Lacrime di gioia, di disperazione, di commozione. Lacrime dopo una sconfitta, lacrime di consolazione, lacrime di felicità dopo una vittoria. Il pianto, da sempre simbolo erroneamente e maschilisticamente legato al mondo femminile, unico essere umano in grado di mostrare ma soprattutto provare sofferenza, ha finalmente assunto un’essenza diversa.
Da debolezza a dimostrazione di forza, coraggio, passione, umanità.

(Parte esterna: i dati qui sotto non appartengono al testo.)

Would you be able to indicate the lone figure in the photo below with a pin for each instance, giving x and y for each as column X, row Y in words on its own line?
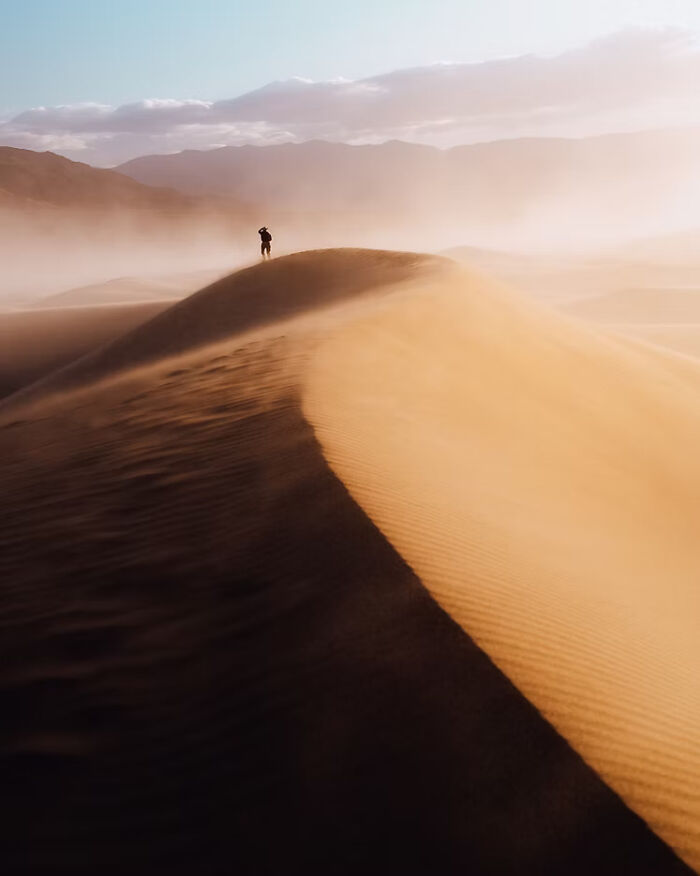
column 265, row 239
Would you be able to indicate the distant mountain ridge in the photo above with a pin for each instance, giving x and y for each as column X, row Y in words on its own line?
column 43, row 178
column 616, row 173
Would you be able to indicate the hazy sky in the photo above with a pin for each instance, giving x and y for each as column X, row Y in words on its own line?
column 118, row 51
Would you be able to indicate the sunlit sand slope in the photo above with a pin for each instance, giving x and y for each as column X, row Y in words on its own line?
column 33, row 343
column 544, row 483
column 212, row 662
column 250, row 298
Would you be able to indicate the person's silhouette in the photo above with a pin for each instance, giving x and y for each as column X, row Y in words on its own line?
column 265, row 240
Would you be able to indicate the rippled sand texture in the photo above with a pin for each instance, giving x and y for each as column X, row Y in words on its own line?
column 543, row 480
column 213, row 662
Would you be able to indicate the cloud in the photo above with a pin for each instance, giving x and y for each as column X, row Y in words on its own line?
column 633, row 79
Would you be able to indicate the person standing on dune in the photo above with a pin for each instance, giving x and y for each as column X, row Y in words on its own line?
column 265, row 240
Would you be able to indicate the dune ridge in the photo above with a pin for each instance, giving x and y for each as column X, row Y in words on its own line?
column 542, row 480
column 213, row 661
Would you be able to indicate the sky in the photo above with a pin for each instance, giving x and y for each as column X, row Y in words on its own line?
column 134, row 76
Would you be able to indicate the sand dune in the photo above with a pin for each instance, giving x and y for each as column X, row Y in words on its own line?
column 123, row 290
column 632, row 306
column 542, row 479
column 213, row 661
column 252, row 298
column 36, row 343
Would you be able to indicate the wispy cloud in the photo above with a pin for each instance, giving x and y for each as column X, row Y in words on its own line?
column 640, row 78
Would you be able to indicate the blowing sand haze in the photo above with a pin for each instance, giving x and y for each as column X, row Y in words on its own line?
column 349, row 428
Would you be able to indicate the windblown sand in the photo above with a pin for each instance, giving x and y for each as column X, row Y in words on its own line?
column 214, row 662
column 543, row 481
column 34, row 343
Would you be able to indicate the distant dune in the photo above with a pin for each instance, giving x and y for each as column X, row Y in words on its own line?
column 36, row 343
column 123, row 290
column 642, row 306
column 214, row 660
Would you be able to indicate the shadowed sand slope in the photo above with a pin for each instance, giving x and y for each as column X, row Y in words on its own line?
column 246, row 300
column 35, row 343
column 213, row 662
column 544, row 483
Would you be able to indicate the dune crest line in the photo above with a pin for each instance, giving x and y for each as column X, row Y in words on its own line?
column 542, row 479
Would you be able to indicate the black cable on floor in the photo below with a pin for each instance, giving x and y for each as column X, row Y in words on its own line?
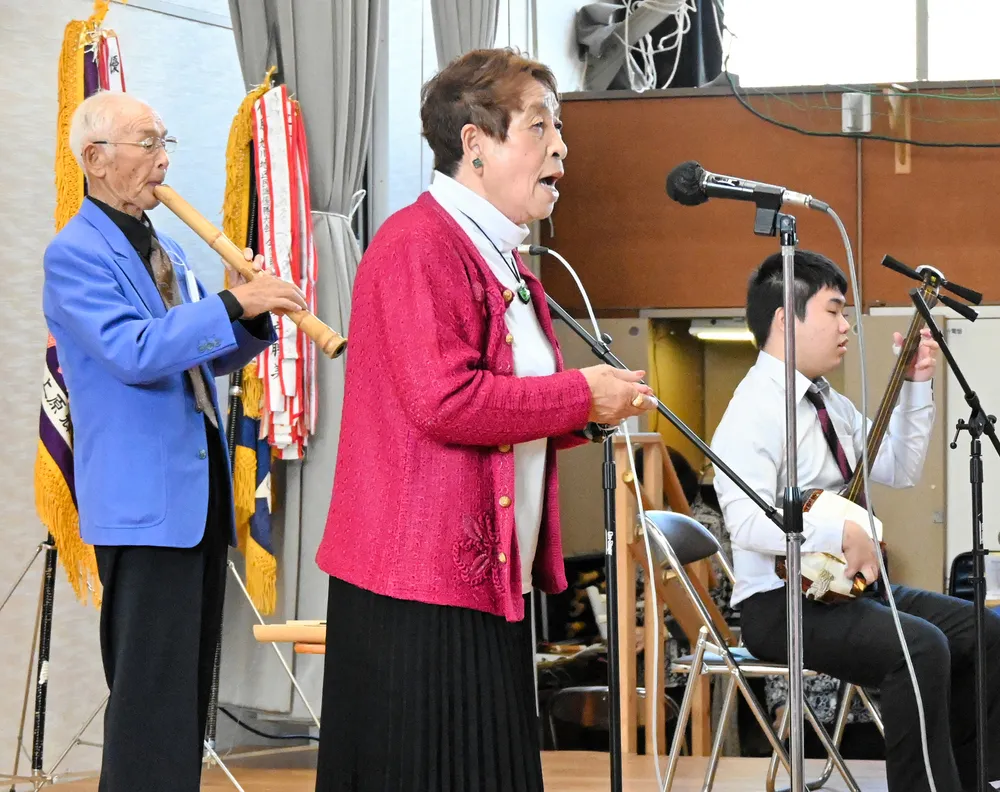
column 251, row 729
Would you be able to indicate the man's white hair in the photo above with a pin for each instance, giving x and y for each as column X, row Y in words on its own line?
column 98, row 117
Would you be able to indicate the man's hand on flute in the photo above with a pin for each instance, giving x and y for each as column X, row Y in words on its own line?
column 265, row 292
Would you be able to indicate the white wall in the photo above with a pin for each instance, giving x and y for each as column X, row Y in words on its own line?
column 401, row 160
column 181, row 58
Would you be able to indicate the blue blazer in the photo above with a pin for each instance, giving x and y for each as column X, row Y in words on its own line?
column 139, row 445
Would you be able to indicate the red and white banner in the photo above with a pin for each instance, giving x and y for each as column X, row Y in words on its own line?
column 285, row 238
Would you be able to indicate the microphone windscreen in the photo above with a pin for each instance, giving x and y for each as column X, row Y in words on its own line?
column 684, row 184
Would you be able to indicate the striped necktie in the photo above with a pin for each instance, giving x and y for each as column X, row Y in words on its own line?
column 830, row 434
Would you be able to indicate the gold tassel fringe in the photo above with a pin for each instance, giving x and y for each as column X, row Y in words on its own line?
column 57, row 512
column 262, row 577
column 261, row 567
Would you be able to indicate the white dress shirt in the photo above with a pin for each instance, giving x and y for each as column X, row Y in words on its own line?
column 751, row 440
column 533, row 355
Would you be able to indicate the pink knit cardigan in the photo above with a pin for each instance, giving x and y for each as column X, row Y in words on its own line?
column 423, row 495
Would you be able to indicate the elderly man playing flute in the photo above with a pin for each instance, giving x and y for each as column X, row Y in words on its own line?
column 139, row 343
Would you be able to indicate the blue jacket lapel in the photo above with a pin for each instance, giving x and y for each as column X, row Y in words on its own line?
column 127, row 260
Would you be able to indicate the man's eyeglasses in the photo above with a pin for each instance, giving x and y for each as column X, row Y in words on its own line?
column 168, row 144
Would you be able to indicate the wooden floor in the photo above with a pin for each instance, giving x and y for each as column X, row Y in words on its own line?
column 565, row 771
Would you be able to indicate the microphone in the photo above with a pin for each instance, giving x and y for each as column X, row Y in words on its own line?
column 690, row 185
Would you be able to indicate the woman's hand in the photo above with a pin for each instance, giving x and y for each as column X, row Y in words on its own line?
column 616, row 394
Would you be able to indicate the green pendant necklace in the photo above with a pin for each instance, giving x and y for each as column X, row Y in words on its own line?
column 522, row 289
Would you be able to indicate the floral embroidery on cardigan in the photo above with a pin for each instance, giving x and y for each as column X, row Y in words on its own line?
column 476, row 552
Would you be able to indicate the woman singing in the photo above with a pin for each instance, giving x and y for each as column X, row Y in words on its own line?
column 445, row 505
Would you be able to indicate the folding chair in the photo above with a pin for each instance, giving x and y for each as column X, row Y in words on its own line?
column 680, row 540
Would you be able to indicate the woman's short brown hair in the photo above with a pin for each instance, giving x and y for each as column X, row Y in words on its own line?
column 482, row 87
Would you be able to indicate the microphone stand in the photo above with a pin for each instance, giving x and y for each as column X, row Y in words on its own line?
column 792, row 512
column 978, row 424
column 601, row 348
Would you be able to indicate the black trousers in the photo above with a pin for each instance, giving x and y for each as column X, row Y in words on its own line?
column 160, row 621
column 857, row 642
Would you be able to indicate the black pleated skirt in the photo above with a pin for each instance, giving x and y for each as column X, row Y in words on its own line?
column 425, row 698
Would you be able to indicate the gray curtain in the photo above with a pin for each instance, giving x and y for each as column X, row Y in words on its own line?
column 326, row 54
column 463, row 25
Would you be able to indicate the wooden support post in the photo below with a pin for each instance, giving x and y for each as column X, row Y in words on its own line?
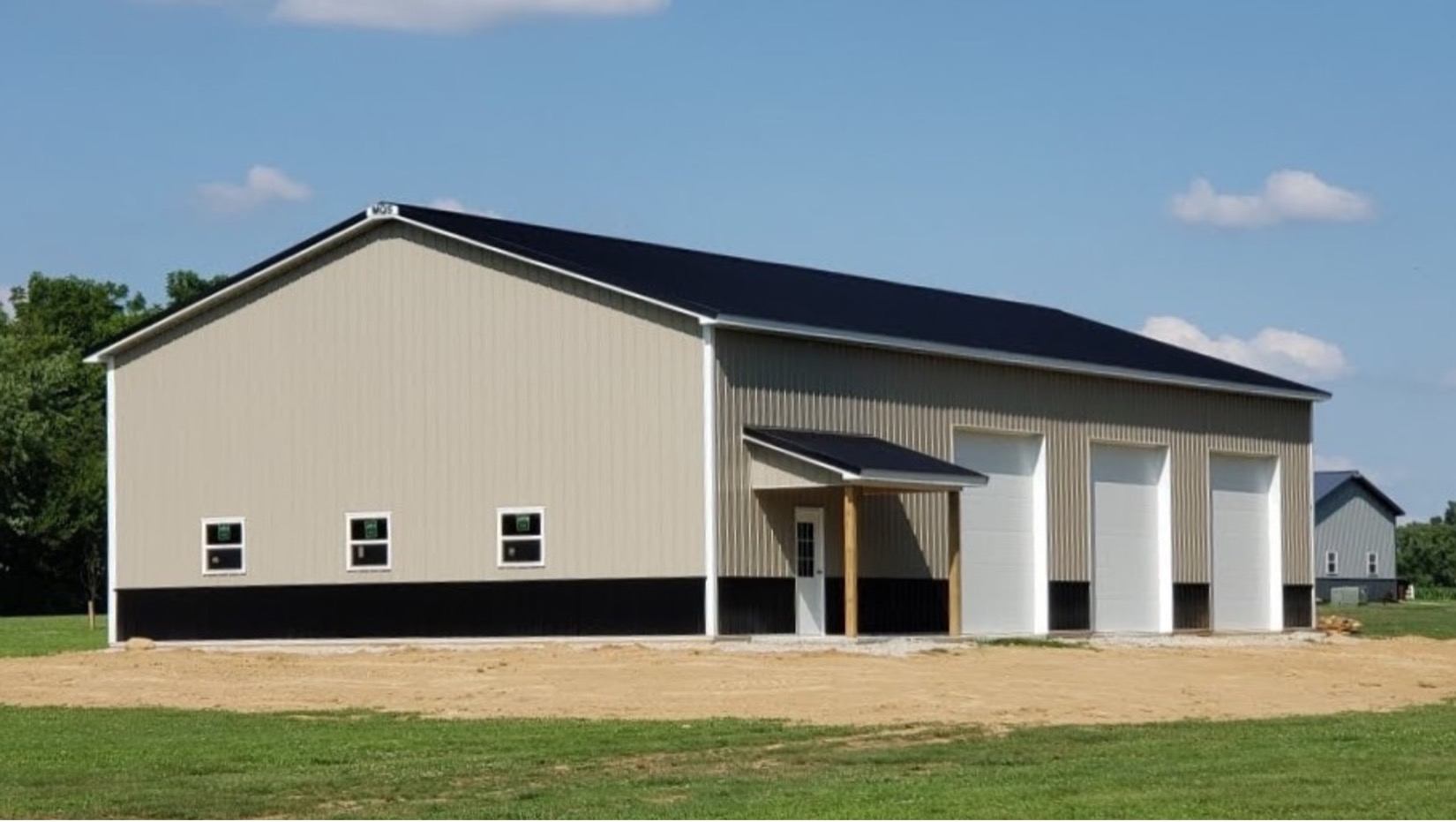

Chiunque non sia solamente calciofilo ha negli occhi l’immagine di Lebron James, star dei campioni NBA dei Cleveland Cavaliers che, dopo la sirena di gara-7 di finale contro i favoriti Golden State Warriors si è inginocchiato e ha posato la sua armatura da Iron Man da oltre 200 centimetri e 100 kg sul parquet, dove si è abbandonato ad un pianto liberatorio mai visto in precedenza. Lo ha fatto perché vincere non è mai un processo frutto del caso, ma sempre di abnegazione e sacrificio. Lebron James negli anni si è dovuto togliere di dosso l’etichetta di perdente, di chi per vincere si era dovuto “alleare” con altri campioni perché da solo non ci sarebbe riuscito. Dopo aver vinto a Miami, invece, il nativo di Akron è tornato a casa, nella sua Cleveland, ed ha finalmente vinto da protagonista assoluto, liberando tutta la sua stanchezza fisica ma soprattutto psicologica in quelle lacrime immortalate in tutto il mondo.
Mai come in quest’epoca “piangono solo i deboli” è un’immagine che riflette malamente la realtà delle cose: in questi Europei abbiamo visto piangere il nostro simbolo più grande, Gianluigi Buffon, che fiero di quanto fatto e dimostrato dalla Nazionale di Antonio Conte si è sfogato nell’immediato dopo-partita di Italia-Germania, dando un segnale di enorme umanità, caratteristica che quasi mai attribuiamo agli sportivi, dimenticandoci che spesso possiedono una personalità complessa almeno quanto la nostra.
Ma la dimostrazione lampante di questa trasformazione dell’immagine dell’uomo che non piange mai è arrivata proprio nell’atto conclusivo in Francia: l’uomo bionico per eccellenza, Cristiano Ronaldo, dopo aver subito un colpo da Payet si accascia al suolo dolorante e, vedendo vicina la possibilità di lasciare il campo nella gara forse più importante della sua carriera, si lascia andare ad un pianto al quale neanche i compagni di squadra riescono a porre consolazione. Ma quelle stesse lacrime, di disperazione e frustrazione, si trasformano in lacrime di gioia a fine gara, quando il suo Portogallo si laurea per la prima volta campione d’Europa. Due pianti diametralmente opposti, lontani circa cento minuti l’uno dall’altro, ma che evidentemente tanto diversi non sono: piange Lebron James, piange Buffon, piange persino Cristiano Ronaldo.
Le lacrime sono ormai una dolce sinfonia da cui non bisogna più nascondersi.
Trattenere le proprie emozioni non è mai stato così sbagliato.